Blogger Bryan Finoki said...

Regretfully, what if in the end the “world’s largest embassy” today becomes a kind of future iteration of a new great walled city tomorrow, like Jerusalem. That is to say, I wonder if the creation of the NEC isn’t in some ways becoming a kind of conflicted capital zone that shares many of the same problems, political spheres, territorial disputes, as that between Israel and Palestine. What comparisons can be made between the Israeli domination of Jerusalem and the American occupation of Baghdad? As long as the mess in Iraq looks like a larger extension of the Arab/Israeli conflict, then I am curious to trace the spatial constructs and dimensions of power that also illustrate this link. Are the Americans constructing another militarily contested urban Jerusalem out of Baghdad? Will the New Embassy Compound serve the future sectarian divide of Iraq the same way as Jerusalem has the chief contested spot between the Arabs and Palestinians? Are the American’s literally reconstructing a repeated mistake with this new walled city? It makes Jerusalem look so garrisoned for military purposes. Am I crazy or are there mad connections to be made between the state of Jerusalem and Fortress Baghdad?

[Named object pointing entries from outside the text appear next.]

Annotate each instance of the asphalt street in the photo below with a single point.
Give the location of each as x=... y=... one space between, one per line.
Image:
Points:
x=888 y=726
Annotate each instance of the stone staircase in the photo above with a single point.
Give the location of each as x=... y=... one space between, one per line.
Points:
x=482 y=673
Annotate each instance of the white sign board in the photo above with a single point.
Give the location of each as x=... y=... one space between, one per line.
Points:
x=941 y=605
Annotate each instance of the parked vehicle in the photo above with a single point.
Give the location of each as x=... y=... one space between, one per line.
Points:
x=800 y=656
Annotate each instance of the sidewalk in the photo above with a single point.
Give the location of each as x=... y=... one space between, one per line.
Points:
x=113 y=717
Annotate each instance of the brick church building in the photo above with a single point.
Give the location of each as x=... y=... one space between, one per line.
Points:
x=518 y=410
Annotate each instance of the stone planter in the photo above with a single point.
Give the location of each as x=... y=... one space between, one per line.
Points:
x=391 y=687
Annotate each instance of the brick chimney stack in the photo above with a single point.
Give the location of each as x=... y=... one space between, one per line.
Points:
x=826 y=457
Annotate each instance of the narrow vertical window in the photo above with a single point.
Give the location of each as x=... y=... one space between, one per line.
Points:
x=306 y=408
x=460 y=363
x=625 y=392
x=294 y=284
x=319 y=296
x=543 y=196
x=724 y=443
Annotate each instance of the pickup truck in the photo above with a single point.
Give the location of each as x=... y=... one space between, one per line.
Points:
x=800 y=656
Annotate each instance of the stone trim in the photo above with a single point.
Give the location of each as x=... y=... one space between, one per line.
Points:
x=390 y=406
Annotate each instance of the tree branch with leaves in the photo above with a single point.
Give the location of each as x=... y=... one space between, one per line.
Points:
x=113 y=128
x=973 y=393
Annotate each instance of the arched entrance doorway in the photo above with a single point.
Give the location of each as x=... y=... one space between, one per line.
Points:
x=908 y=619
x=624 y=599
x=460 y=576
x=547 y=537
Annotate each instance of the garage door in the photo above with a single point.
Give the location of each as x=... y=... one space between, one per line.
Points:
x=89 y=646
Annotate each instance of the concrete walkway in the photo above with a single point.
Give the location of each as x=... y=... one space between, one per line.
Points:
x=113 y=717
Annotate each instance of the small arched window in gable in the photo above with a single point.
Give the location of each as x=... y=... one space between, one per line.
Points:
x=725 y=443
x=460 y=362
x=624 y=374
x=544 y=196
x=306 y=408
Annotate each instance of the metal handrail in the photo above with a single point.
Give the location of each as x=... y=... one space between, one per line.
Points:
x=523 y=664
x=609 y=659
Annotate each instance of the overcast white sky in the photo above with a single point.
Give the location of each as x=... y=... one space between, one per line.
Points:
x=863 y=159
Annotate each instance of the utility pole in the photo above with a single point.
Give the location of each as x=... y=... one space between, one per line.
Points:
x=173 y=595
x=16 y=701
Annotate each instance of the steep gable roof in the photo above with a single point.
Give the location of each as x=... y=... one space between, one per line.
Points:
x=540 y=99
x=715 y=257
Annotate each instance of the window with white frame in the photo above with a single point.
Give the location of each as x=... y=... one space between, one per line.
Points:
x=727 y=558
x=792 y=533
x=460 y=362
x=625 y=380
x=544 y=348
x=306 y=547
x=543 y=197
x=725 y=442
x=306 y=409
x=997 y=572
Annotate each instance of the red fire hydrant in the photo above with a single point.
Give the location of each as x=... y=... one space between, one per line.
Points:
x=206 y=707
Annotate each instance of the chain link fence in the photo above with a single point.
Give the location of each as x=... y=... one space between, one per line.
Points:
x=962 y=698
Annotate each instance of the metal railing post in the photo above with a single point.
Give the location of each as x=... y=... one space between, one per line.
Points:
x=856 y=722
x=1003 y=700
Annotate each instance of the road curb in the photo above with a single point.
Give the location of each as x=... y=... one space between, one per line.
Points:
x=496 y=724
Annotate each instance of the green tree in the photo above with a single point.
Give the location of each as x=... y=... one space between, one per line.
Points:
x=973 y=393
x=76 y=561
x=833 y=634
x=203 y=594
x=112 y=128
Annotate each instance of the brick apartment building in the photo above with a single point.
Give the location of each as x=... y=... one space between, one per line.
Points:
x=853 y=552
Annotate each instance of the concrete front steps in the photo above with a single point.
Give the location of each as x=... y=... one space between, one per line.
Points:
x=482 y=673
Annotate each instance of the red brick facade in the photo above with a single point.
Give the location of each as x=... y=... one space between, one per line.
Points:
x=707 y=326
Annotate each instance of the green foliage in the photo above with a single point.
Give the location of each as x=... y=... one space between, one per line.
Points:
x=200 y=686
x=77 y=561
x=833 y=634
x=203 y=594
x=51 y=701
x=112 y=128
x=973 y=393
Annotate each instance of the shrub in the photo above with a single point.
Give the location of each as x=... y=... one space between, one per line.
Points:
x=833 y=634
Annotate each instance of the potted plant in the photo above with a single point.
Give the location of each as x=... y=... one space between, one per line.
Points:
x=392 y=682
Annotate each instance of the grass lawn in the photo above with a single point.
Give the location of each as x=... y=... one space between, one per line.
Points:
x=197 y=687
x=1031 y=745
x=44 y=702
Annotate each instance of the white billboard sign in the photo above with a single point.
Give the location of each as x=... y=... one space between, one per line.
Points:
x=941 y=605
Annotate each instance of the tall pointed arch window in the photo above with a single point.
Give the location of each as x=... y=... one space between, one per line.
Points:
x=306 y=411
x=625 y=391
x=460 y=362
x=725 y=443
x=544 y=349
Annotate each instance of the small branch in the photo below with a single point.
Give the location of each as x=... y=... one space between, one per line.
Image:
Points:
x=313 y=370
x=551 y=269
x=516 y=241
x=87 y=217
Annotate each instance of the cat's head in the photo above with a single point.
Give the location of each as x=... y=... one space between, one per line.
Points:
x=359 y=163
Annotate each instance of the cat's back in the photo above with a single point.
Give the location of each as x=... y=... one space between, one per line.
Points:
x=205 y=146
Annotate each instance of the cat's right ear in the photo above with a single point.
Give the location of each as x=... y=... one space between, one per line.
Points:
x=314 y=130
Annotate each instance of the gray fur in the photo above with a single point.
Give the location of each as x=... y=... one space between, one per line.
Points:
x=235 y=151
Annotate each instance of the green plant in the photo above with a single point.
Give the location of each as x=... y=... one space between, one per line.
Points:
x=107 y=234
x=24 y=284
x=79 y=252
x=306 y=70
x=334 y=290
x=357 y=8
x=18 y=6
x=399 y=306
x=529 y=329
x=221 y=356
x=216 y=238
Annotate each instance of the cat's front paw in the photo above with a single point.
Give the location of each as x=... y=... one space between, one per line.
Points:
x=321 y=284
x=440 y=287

Will this massive compound that is the size of the Vatican city be the new Jerusalem in 200 years?

9:53 PM  
Blogger Phila said...

Or, can such a fortress persist only towards an inevitable destruction? Will its very architectural existence always ensure that conflict will surround it?

Bingo. As per W.G. Sebald, it "casts the shadow of its own destruction before it."

3:04 PM  
Blogger Subtopia said...

great quote, Phila.
perfect, actually. thanks!

12:37 PM  
Blogger MT said...

It's not so analogous to new Jerusalem as to the ancient walled city of the crusaders. I could imagine the size of the footprints are comparable, given that Sulamein's walls encompass more area than the walls in the crusader period did.

3:58 PM  
Anonymous Anonymous said...

Looks like they don't want anyone seeing those plans...
http://rawstory.com/news/afp/US_scrambles_to_remove_plans_for_ne_05312007.html

11:23 AM  
Blogger MT said...

Well here at least is a plan of Jerusalem, which suggests that the Guardian's 104 acre spec for the American fortress in Baghdad sound about equivalent. Unless the Guardian meant crusader acres. I could believe we're talking about a fortress that's 104 times one of those.

5:38 PM  
Anonymous Anonymous said...

The comparison to Jerusalem, especially the Roman occupation of Jerusalem, is painfully appropriate.

That "model" also illustrates that the only time an occupying army has been able to eliminate an insurgency is when the occupiers totally destroy the country.

Short of bringing in a 350,000 member UN Peacekeeping force from China to disarm the country border-to-border and door-to-door, and despite the horrors of Saddam Hussein, Rumsfeld may have won the battle in March of 2003, but he lost the war in July 2003 when he disarmed the surviving Iraqi army.

We will be paying for his stupidity for a long, long time.

9:13 AM  
Anonymous Anonymous said...

YTHIS "NEW U.S. EMBASSY" THAT IS BUILT UPON BABLYON WILL SERVE AS THE THRONE FOR THE DARK ONE THAT WILL ARISE.
THANKS TO THE IRAQ/SAUDI AGENDA, WE (U.S.) ARE HELPING TO FULFILL PROPHECY. I AM SAD TO SEE THE U.S. TAKE SUCH PART.